ある日、HIV陽性患者と判明し、余命30日を宣告された男の話。
ロデオに夢中のカウボーイ・ハットの男。
ロデオに夢中で、女性が大好き。電気技師の仕事をしながら、楽しみを謳歌している。
そんな彼が仕事中に倒れ、運ばれた病院でHIV陽性と診断される。その時、余命は30日と言われるが、結局彼はその後、7年の歳月を生き、患者達に彼なりのやり方で手を差し伸べていく。
余命30日と言われながら、新薬の治験の対象にならない現実。
結局、死が目の前に差し迫らなければ、ただ時を漫然と過ごして行かなければならない。
彼が患者と認定された頃は、世間の無知による偏見が横行しており、ゲイが病気の原因であり、触っただけでうつるとマジメに信じていた人も多かった。主人公もそれまでは同じような偏見を持っていたのだ。
ところが、自分が患者になり、文献を片っ端から調べていくと、それが根も葉もないものであり、大手製薬会社と結びついた治験には大きな問題があることに気づく。
彼は、無資格の診療所の医師から民間薬を調達し、同じ病の人たちに薬を提供し始める。
違法取引にならないように会員制のシステムを導入し、金銭を得ることでさらに新しい薬の獲得を目指していく。
多くの人の支えになったけれど、最初は自分が治験の対象にならなかったことから、なんとかHIVに対抗できる薬を見つけ、自分の病を治したい一心で精力的に動いたのだ。
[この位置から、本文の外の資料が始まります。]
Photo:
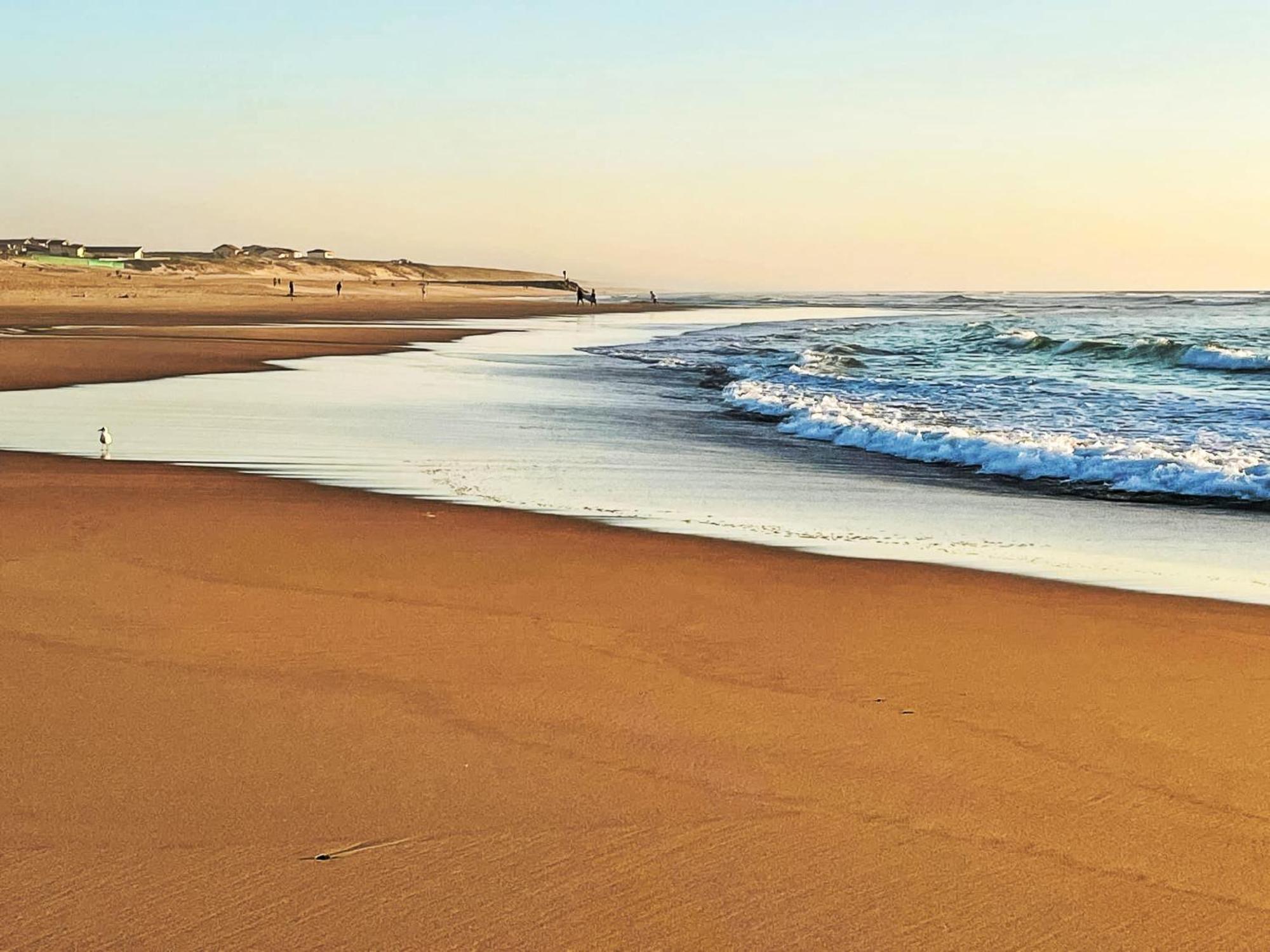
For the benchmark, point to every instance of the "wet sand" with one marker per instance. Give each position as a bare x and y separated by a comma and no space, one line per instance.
515,731
67,327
その過程で、彼はそれまで彼自身が軽蔑の対象としていたゲイの患者達と知り合う。
そこで、彼の事業を支えてくれる患者達と出会い、彼は変わっていく。
彼の事業は強引で無理があり、法令スレスレの取り引きばかり…
製薬会社と結託した病院には邪魔な存在となり、何度も妨害を受ける。
その厳しい状況下で、彼は最後まで闘う。そして、彼らHIV患者に希望の光を残して、この世を去る。
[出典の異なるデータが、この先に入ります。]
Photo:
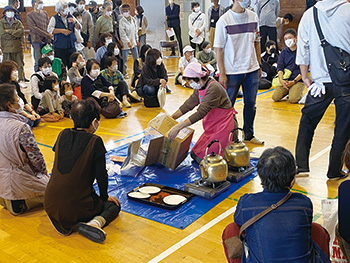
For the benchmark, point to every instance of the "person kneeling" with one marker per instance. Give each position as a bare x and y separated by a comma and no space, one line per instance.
79,160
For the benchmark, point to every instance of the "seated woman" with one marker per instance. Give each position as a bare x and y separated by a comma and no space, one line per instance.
23,176
138,64
115,77
153,75
79,160
9,75
215,109
50,108
96,86
207,57
285,234
37,80
294,86
187,58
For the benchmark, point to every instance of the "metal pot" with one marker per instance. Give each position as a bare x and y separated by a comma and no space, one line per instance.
236,153
213,167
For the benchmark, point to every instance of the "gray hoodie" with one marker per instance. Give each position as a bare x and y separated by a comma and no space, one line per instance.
335,24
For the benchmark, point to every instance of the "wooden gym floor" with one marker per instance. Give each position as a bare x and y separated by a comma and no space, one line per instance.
31,238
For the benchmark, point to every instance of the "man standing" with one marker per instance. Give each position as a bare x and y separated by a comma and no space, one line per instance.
268,11
87,30
238,50
38,21
214,13
172,17
322,91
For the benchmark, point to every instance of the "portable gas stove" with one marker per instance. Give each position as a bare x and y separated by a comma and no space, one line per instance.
207,190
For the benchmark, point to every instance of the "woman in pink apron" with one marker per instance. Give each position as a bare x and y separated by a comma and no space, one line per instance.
215,109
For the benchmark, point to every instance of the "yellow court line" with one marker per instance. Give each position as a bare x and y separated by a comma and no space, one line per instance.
105,133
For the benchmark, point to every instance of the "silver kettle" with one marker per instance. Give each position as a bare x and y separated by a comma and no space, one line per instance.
213,167
236,153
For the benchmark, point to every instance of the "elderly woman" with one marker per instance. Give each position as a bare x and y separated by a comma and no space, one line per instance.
79,160
62,27
23,176
9,75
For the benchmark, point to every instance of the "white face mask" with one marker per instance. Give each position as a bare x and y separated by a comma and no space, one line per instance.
289,42
47,71
69,93
195,85
14,75
94,73
244,3
159,61
10,14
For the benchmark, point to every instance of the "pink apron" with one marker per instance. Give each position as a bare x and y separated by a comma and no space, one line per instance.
217,124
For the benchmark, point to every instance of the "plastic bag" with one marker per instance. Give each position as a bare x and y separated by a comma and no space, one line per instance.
330,220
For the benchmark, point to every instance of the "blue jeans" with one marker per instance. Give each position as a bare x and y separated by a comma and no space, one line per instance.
36,54
250,84
125,53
治験に関しての手続き等に前進の一歩をもたらしたのだ。
1人の人間の情熱が、大きな渦となって世の中に訴えた、まさにそんな出来事だ。
主人公を演じたマシュー・マコノフィーの役への没頭ぶりはその姿が物語っている。
死の直前の裁判シーンでは、病人のそれとなんら変わらない痩せこけた頬や窪んだ眼窩を…
その本気度だけでも見る価値は十分にある。
本年度アカデミー賞、主演男優賞をマシュー・マコノフィーが、助演男優賞をジャレット・レトが受賞。2人とも見事と言う他はない。